One of the final seven candidates, Mohsen MehrAlizadeh, responded on Twitter to candidates being told by the Tehran prosecutor that they must follow the regime’s “red lines”.
He said: “How do they allow themselves to define a red line for presidential candidates? Suppose Mr Raisi is worried that in this unequal competition, criticizing him will be interpreted as an attack on the judiciary. In that case, it is better for him to either resign from the judiciary or stop running for the presidency.”
In a Wednesday article, Arman said that officials should not make statements that stir public opinion, but rather try to ease dissatisfaction among the public, following an outburst by Basij militia propaganda figure Saeed Ghasemi, who threatened violence against the disqualified candidates.
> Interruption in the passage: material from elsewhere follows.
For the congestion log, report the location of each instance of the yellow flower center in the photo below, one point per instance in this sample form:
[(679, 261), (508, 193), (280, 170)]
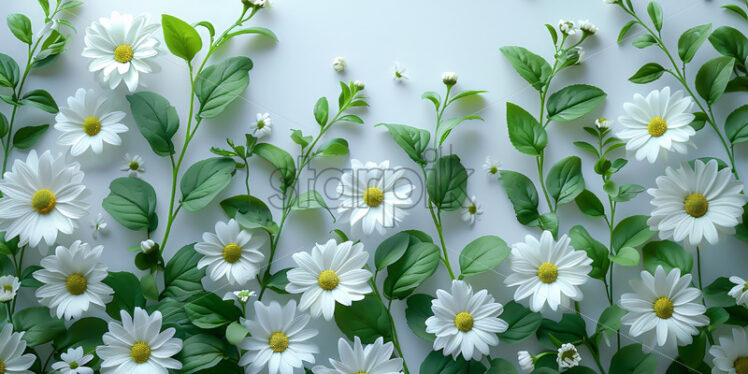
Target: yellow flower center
[(91, 126), (663, 308), (657, 126), (43, 201), (140, 352), (232, 253), (123, 53), (328, 280), (547, 272), (741, 365), (373, 196), (464, 321), (76, 284), (696, 205), (278, 342)]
The paper wrote: “What causes the likes of Saeed Ghasemi to lose control and say whatever they want to? Worst, how he allows himself to call for one-on-one combat that could result in violence and more people losing their lives. If he continues this manner, it will certainly end in nothing but further hostilities and hatreds… If these wounds become open, there will be major consequences for all of us, even Ghasemi.”
Then one of the disqualified presidential candidates Mostafa Tajzadeh about the regime’s situation said:
“Why did I’ve criticized the leader? And why criticizing the IRGC? Because the situation in our society is very sensitive and unfortunately the power in Iran is centralized in such a way, that everything we want put our finger on it, making decision, is related to the leader, now even the vaccine is related to the leader.
“The leader wants to reduce criticism on himself, should interfere less in the affairs of the IRGC, does not want to be criticized should not interfere. The system, now we are reaching a point that is fearing its own shadow, why should it be like this?”
And its seems that the situation in this election is becoming worse than any time before. Following Abdolnasser Hemmati’s protest against the non-broadcasting of his election video clip by the regime’s state-TV on June 2, Mohsen Rezaei Pasdar one of the candidates in a tweet said, that his election video was not allowed to be broadcast on the regime’s TV too.
“My election documentary, which was delivered to the radio and television last night, was not allowed to be broadcast due to narrow-mindedness. They said delete public interviews to allow broadcasting! We made a revolution to hear the voice of the people. Do not be afraid of people’s voice. I will publish the full documentary on social media at 8 pm.”